14 black and white photographs
Distributed by the University of Nebraska Press for the Salish Kootenai College Press
Lori Lambert (Mi’kmaq/Abenaki) examines the problems that researchers encounter when adjusting research methodologies in the behavioral sciences to Native values and tribal community life. In addition to surveying the literature with an emphasis on Native authors, she has also interviewed a sampling of indigenous people in Australia, northern Canada, and Montana’s Flathead Indian Reservation.
Members of four indigenous communities speak about what they expect from researchers who come into their communities. Their voices and stories provide a conceptual framework for non-indigenous researchers who anticipate doing research with indigenous peoples in the social, behavioral, or environmental sciences. This conceptual framework created by indigenous stories similarly provides a framework for hope and empowerment as indigenous communities endeavor to pass on their values and stories to future generations.
Indigenous research methodologies developed from stories told by elders help researchers to both respect the unique character of Native communities and contribute to their healing and empowerment.

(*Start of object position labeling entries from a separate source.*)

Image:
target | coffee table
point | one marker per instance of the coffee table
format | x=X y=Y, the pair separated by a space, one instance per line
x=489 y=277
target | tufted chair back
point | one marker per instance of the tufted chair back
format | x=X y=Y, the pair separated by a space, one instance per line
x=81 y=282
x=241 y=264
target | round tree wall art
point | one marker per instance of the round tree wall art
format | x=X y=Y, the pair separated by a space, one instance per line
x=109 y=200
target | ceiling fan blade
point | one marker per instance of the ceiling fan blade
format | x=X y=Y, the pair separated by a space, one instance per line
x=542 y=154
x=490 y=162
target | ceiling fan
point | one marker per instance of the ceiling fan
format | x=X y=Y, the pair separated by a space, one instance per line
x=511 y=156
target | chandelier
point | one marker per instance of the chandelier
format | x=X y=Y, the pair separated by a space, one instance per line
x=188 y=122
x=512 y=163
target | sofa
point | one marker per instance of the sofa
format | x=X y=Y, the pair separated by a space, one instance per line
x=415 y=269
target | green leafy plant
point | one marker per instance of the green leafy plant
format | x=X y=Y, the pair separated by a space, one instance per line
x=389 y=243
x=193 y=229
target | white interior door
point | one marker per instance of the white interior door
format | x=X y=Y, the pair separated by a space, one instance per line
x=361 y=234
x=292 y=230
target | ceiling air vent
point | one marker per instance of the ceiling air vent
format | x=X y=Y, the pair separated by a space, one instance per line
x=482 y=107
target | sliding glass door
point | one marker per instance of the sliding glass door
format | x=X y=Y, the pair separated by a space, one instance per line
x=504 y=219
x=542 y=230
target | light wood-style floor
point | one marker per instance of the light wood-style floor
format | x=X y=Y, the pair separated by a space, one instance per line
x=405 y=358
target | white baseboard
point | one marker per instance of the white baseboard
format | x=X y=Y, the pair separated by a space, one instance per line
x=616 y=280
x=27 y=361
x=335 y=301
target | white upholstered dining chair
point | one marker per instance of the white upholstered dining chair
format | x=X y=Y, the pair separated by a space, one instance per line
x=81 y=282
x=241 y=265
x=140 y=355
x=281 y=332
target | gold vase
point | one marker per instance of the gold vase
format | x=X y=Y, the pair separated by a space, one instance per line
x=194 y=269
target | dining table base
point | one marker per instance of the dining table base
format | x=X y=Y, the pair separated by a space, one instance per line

Indigenous research as such, however, is not a new phenomenon. Indigenous story keepers have always, through careful observation, articulated in their stories how their world works, thereby also preserving knowledge of their community’s past.
Lori Lambert is a member of the Nulhegan Abenaki Tribe of Vermont and a descendant of the Mi’kmaq/Huron Wendot. For the last twenty years she has taught at Salish Kootenai College on the Flathead Indian Reservation, Montana. Lambert is the founder of the American Indigenous Research Association.